プツッ、と通話終了を告げる音が聞こえ、携帯電話を閉じる。
携帯電話をベッドの上に適当に放り目を閉じると、再び眠気が襲ってきた。
意識がどんどん薄れてきて、視界もどんどん曖昧になってくる。
あ、堕ちる……そう感じた瞬間、
「やーっぱ寝てたか。二度寝すんなっつったろー?」
受話器越しじゃない、愛しい声が聞こえた。
「おーい、バニー?いい加減起きろっつーの。遅刻すんぞー?」
「……んー…起こして、ください…」
「ったく、しょーがねーなー」
よいしょ、なんておじさんみたいな声が聞こえて(実際おじさんなんだけど。)、僕の腕を自分の首に巻きつけて起こしてくれた。

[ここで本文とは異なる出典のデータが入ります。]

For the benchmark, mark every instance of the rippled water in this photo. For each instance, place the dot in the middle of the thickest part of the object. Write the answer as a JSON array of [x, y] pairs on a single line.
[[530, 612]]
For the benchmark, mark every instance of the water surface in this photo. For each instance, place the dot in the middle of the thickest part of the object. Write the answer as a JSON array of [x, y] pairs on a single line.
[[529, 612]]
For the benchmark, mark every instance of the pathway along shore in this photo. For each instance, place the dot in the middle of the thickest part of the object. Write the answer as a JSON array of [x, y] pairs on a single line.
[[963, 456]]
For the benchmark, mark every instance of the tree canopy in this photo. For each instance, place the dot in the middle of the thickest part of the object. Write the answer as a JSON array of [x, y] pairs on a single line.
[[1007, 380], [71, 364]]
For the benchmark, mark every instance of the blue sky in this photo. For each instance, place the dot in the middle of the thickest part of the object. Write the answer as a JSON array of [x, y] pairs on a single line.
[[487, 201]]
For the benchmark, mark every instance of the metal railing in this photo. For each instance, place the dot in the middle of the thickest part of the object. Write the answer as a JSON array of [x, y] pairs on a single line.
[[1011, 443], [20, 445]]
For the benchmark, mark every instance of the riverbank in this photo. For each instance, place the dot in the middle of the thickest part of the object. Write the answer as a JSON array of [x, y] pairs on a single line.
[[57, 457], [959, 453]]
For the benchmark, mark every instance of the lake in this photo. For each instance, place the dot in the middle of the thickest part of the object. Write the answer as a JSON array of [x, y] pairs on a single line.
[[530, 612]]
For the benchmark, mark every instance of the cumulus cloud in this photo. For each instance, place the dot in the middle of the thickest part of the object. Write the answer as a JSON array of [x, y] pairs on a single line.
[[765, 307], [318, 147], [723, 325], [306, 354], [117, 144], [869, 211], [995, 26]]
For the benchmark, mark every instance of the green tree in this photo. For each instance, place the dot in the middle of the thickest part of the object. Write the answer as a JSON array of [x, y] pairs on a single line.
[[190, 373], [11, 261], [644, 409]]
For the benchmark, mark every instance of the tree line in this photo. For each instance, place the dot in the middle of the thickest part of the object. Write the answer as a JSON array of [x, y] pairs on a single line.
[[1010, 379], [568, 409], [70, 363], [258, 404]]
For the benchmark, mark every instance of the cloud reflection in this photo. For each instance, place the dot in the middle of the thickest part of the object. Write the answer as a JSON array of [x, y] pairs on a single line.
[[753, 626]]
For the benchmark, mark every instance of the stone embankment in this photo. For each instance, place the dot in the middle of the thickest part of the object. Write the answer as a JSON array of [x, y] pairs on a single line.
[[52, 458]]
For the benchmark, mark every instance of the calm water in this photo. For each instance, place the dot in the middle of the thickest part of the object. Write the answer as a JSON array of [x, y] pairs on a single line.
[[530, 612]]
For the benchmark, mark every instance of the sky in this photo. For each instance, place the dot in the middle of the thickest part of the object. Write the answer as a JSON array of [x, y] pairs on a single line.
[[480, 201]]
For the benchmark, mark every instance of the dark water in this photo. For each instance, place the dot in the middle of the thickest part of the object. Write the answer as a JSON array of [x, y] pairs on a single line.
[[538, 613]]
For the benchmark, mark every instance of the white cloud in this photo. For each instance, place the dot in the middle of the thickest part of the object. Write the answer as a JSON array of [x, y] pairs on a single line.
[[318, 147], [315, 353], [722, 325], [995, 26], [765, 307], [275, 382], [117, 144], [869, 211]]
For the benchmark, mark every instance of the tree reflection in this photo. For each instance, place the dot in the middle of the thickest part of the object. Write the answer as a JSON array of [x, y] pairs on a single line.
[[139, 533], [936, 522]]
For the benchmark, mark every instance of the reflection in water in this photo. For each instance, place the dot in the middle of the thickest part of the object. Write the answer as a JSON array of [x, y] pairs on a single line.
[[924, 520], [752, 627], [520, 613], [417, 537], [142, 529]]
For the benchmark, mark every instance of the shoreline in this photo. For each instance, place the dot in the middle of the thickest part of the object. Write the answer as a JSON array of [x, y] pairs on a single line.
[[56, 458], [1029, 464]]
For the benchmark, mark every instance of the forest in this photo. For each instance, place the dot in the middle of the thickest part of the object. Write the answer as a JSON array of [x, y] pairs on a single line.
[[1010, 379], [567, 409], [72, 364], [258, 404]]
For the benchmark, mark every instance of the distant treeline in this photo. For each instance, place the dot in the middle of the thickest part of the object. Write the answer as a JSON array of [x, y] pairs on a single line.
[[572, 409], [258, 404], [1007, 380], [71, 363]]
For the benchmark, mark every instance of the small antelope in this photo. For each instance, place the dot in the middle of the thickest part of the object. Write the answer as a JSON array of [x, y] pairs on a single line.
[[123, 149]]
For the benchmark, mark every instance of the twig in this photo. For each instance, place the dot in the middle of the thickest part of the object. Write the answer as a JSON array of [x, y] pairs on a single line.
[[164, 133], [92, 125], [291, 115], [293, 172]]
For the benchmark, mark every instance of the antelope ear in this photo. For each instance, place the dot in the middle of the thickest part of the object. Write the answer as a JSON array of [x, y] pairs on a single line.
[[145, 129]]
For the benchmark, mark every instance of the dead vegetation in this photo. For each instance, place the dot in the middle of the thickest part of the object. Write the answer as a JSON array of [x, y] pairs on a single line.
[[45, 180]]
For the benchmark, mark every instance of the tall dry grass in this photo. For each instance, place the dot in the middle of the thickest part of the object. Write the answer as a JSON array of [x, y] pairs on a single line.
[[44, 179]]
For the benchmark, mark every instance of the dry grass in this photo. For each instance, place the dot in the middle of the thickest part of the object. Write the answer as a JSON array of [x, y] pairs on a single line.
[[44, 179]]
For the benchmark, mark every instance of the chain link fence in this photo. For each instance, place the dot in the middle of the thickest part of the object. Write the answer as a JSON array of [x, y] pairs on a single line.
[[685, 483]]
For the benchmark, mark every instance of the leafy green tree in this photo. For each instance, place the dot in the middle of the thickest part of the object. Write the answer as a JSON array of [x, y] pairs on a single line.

愛しい体温に離れたくなくてぎゅっと抱き着いてみる。あったかい。
抱き着いたまま至近距離でおじさんの顔を見つめ、そっと目を伏せてみる。
そのまま少しだけ待つと、ふわりと唇に体温を感じた。
閉じていた目を開くと、目の前にはどこか決まりの悪そうな顔をしたおじさん。
それがなんだか可愛くて、思わず笑ってしまった。
「おはようございます、おじさん」
「…おはよ、バニーちゃん」
モーニングコールと、甘いキス。
このふたつがないと、一日が始まらない。
end.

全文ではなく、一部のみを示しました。